Fairfield University offers lifetime learners a UV-free week of Shakespeare, history and architecture

Fairfield University offers lifetime learners a UV-free week of Shakespeare, history and architecture


Image: University College University College at Fairfield University offers the intellectually curious who are over age 50, an opportunity to spend the first full week of June indulging that curiosity with intellectual enlightenment. Lifetime learners will take five full days of three courses that begin on Monday, June 7 and run through Friday, June 11. Professors Aaron Perkus, William Abbott and Victor Deupi will shed light on "Shakespeare's Villains," "Politics, Society and Religion in Tudor-Stuart England" and the fundamental issues that shape today's debates on architecture: "History & Modernity."

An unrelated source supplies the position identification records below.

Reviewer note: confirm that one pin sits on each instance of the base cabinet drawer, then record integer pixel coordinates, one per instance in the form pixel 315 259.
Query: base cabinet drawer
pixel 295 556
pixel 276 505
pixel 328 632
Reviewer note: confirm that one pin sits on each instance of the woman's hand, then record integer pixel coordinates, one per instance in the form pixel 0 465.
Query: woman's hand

Classes begin every morning at 9:15 a.m. and end at 3 p.m., offering just enough time to assemble like-minded folks for two one-and-a-half hour classes prior to lunch; enjoy a brown-bag or light lunch purchased from Jazzman's Café, all accompanied by coffee, tea and dessert (provided Monday through Thursday); and step into the final slot to examine the impact of history on the future of our cities, public space and public art.

In Dr. Perkus' Shakespearean villains lectures, he will ferry the class for safe passage through a discussion of the likes of Iago ("Othello"), Lady Macbeth ("Macbeth"), Claudius ("Hamlet"), Don John ("Much Ado About Nothing") and Shylock ("Merchant of Venice").

Dr. Abbott's class will explore the development of England from 1485 to 1688, as it went from feudalism to a constitutional and parliamentary state. The period of focus begins with medieval Roman Catholicism and follows the inevitable scattering of different religious denominations as the society grew from an agricultural society into a mercantile empire. According to Dr. Abbott, the history of Tudor-Stuart England is truly the history of our own nation, as the fundamentals of our state and society were laid down with the crucial turning points of the sixteenth and seventeenth centuries.

Dr. Deupi's course takes a hard look at modernity vs. tradition and the building of monuments and other public structures.